Publié le : 20 septembre 2012

Source : l-arene-nue.blogspot.fr

J’ai d’abord cru à une bonne blague lorsque j’ai découvert, dans Le Monde du 18 septembre, l’appel de 75 députés PS (ensuite devenus 77, ndlr) pour le droit de vote des étrangers aux élections locales. Je me suis d’ailleurs tapé sur les cuisses de bon cœur : c’est pas tous les jours qu’on a l’occasion de se marrer en lisant le quotidien vespéral.
J’ai cru à une bonne blague pour deux raisons. D’abord parce que quand une poignée de parlementaires décide d’ouvrir le bec pour dénoncer l’inanité du Pacte budgétaire européen, ça beugle dans tous les coins à la nécessaire « cohésion de la majorité ». Aussi pensais-je benoîtement que cette « cohésion » s’appliquait à tous les domaines, et non aux seules questions européennes. J’avais tort.

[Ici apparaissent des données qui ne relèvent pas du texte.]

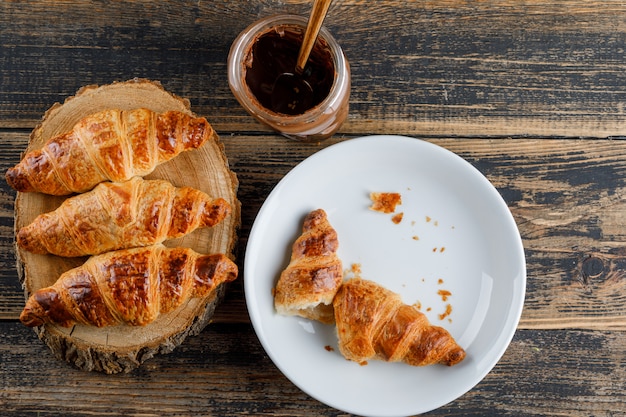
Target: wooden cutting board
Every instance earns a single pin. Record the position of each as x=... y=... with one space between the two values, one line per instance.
x=122 y=348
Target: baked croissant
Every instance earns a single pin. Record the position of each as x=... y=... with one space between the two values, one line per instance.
x=374 y=323
x=113 y=145
x=307 y=286
x=121 y=215
x=131 y=286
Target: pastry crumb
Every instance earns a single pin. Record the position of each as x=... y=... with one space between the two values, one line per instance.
x=444 y=294
x=385 y=202
x=446 y=313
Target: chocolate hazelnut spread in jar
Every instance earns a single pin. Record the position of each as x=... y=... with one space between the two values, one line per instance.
x=269 y=48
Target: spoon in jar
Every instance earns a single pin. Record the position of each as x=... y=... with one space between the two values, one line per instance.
x=292 y=94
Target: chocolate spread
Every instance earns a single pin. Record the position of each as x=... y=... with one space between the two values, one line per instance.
x=274 y=53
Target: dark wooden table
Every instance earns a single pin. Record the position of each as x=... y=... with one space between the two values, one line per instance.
x=533 y=94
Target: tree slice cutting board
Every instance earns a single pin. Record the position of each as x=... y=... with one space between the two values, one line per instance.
x=122 y=348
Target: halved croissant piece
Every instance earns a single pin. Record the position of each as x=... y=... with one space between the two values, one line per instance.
x=374 y=323
x=131 y=286
x=121 y=215
x=308 y=284
x=113 y=145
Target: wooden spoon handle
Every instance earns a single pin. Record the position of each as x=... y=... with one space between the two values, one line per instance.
x=318 y=13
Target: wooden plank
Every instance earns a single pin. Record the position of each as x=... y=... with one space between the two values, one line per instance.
x=570 y=213
x=573 y=373
x=433 y=68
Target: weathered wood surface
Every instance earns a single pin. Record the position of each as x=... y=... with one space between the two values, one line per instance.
x=533 y=94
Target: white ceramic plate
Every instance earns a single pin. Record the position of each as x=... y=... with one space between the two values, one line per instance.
x=456 y=234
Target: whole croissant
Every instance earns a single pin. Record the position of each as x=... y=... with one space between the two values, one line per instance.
x=307 y=286
x=131 y=286
x=374 y=323
x=121 y=215
x=113 y=145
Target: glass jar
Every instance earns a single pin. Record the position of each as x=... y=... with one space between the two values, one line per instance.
x=318 y=122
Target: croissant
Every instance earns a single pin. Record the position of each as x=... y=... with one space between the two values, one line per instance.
x=113 y=145
x=121 y=215
x=374 y=323
x=131 y=286
x=307 y=286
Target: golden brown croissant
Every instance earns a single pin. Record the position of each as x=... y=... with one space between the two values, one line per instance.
x=113 y=145
x=121 y=215
x=309 y=283
x=374 y=323
x=130 y=286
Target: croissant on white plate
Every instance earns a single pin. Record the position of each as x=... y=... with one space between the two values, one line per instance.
x=115 y=216
x=111 y=145
x=129 y=286
x=374 y=323
x=308 y=284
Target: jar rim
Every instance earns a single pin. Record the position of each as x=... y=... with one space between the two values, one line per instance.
x=238 y=55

J’ai cru à une bonne blague, aussi, parce que ça fait quand même un bail qu’on n’a pas entendu Marine Le Pen exposer sur les ondes son amicale vision du monde. Je n’imaginais donc pas que des députés de gauche entreprendraient de lui fournir eux-mêmes les imputs nécessaires à l’entertainment de l’université d’été du Front national, qui se tiendra ce week-end à La Baule. Là, j’avais re-tort.
Mais c’est surtout quand j’ai découvert le contenu de l’appel des « 77 mercenaires » que j’ai arrêté net de bouffer. Parce qu’en termes d’argumentaire, bonjour l’angoisse. Et bonjour la litanie de poncifs éculés !
Prenons l’un de ces arguments, tiens. Complètement au pif, hein : de toute façon, ils ont tous déjà beaucoup servi. Selon les fameux 77 , l’idée de ce droit de vote – qui figurait dans les « 60 engagements pour la France » d’Hollande – est légitime parce qu’elle a été formulée en 1981 par François Mitterrand. Autrement dit, cette réforme doit être réalisée parce l’idée date de Mathusalem. Bigre ! Heureusement que toutes les vieilles lunes trentenaires ne nous sont pas systématiquement resservies. Surtout si leur concepteur y a renoncé en son temps pour s’être aperçu de leur manque de pertinence. De fait, si cette idée figurait dans la liste des « 110 propositions » du candidat Mitterrand (voir la n°80), sans doute n’est-il pas dû au hasard qu’il ait définitivement renoncé à la mettre en œuvre.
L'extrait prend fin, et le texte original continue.